L’astuce du coach est donc d’éviter la consommation d’alcool les jours où vous vous entraînez. Et, pour maximiser la rentabilité de votre entraînement et favoriser le développement musculaire, n’en consommez qu’avec parcimonie et modération et surtout, gardez le pour les grandes occasions. Dès lors rien de tel que de surfer sur la tendance des boissons sans alcool voire de succomber au « detox water ». Pour finir, connaître ses limites à l’avance vous aide à atteindre votre but.

9 - Vous êtes déshydraté

L’hydratation est la base lorsque l’on mène une activité sportive régulière et surtout lorsque l’on souhaite prendre de la masse musculaire. Outre le fait de favoriser la digestion ainsi que l’élimination des déchets et des toxines issus de votre métabolisme, le fait que vous buviez de l’eau va permettre à votre corps d’assimiler tous les nutriments dont il a besoin. C’est l’occasion également de pouvoir donner le maximum à la salle de sport. L’activité sportive augmente les besoins hydriques de votre corps, vous vous devez donc de boire suffisamment, et ce, avant même de ressentir la sensation de soif.

L’astuce du coach est de vous assurer de boire suffisamment. Entre les jus de légumes, les bouillons de légumes, les infusions et les tisanes ou même l’eau, ne lésinez pas sur la quantité pour atteindre trois litres sur une journée d’entraînement. Les jours sans séance de sport, réduisez à deux litres. Bien entendu, le café, le thé, le vin, la bière, le chocolat au lait sont à consommer avec modération et mieux vaut éviter les boissons aux fruits, les sodas, les sirops et les alcools forts.

10 – Vous évitez les glucides

La nutrition sportive est la variable la plus importante dans votre quête de prise de masse. Rien de tel donc que des aliments sains pour cela : les protéines, les fruits, les graines et les légumes. Si les friandises, les sucreries, les pizzas, le pain blanc, notamment, ne doivent pas faire partie de votre régime alimentaire quotidien, il ne faut pas occulter les glucides, il est même important de les conserver. Ils permettent en effet de créer des stocks de glycogène musculaire et hépatique utiles lors de l’effort, d’éviter l’hypoglycémie, de maintenir une intensité d’effort optimale en fonction de la durée, de favoriser la réhydratation après l’effort, de subvenir aux dépenses énergétiques.

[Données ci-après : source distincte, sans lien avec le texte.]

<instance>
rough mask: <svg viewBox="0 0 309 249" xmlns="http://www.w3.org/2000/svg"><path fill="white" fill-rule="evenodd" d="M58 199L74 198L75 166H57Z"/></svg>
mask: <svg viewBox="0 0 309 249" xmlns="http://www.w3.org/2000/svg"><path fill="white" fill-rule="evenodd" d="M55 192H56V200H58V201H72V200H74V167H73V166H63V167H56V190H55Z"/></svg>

L’astuce du coach est de consommer des glucides pour faire fonctionner les muscles. Lors du dernier repas avant l’effort, mieux vaut consommer des glucides de faible index glycémique. Pendant et juste après l’effort, optez respectivement pour des glucides d’index glycémique faible et élevé. Quatre heures après l’effort, rien de tel que de consommer des glucides de faible index glycémique. Les flocons d’avoine, le pain essène, les céréales complètes non raffinées, le riz complet, le quinoa, les légumes et les légumineuses, les patates douces et les fruits sont de bons glucides. Attention toutefois, mieux vaut manger les fruits que de les boire.